Slides were stained with Alizarin red solution (2% Alizarin red in distilled water) for 2 min. Then, excess solution was removed. The sections were dehydrated in acetone, followed by acetone-xylene (1:1) solution. After that, the sections were cleared by xylene and mounted with mounting medium.
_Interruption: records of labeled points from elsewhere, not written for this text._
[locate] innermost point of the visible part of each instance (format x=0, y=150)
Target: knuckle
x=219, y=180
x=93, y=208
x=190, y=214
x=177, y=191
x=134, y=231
4.7. Lesion Quantification

The mice were euthanized, and then perfusion fixed with 10% buffered formalin via the left ventricle for 4 min. The proximal aorta was excised. The specimen was embedded in OCT (Tissue-Tek, Fisher Scientific, Waltham, MA, USA), frozen on dry ice, and stored at −80 °C until sectioning. Serial cryosections were prepared. From then on, every fifth 10-μm section was collected on poly-D-lysine–coated slides. Sections were stained with hematoxylin and Alizarin red. Slides were examined by light microscopy, and the lesion area was quantified with computer-assisted image analysis (Image-Pro Plus, Media Cybernetics, Bethesda, MD, USA).

4.8. Statistical Analysis

Data were analyzed for statistical significance by ANOVA with post hoc Tukey’s analysis. The analyses were performed using GraphPad Instat^®, version 3.0 (GraphPad Software). Data represent mean ± SD. p < 0.05 was considered significant, and experiments were performed a minimum of three times.

5. Conclusions

Together, our results show the importance of GSK3 inhibition in diabetic vascular calcification and provide new information for developing new treatment strategies.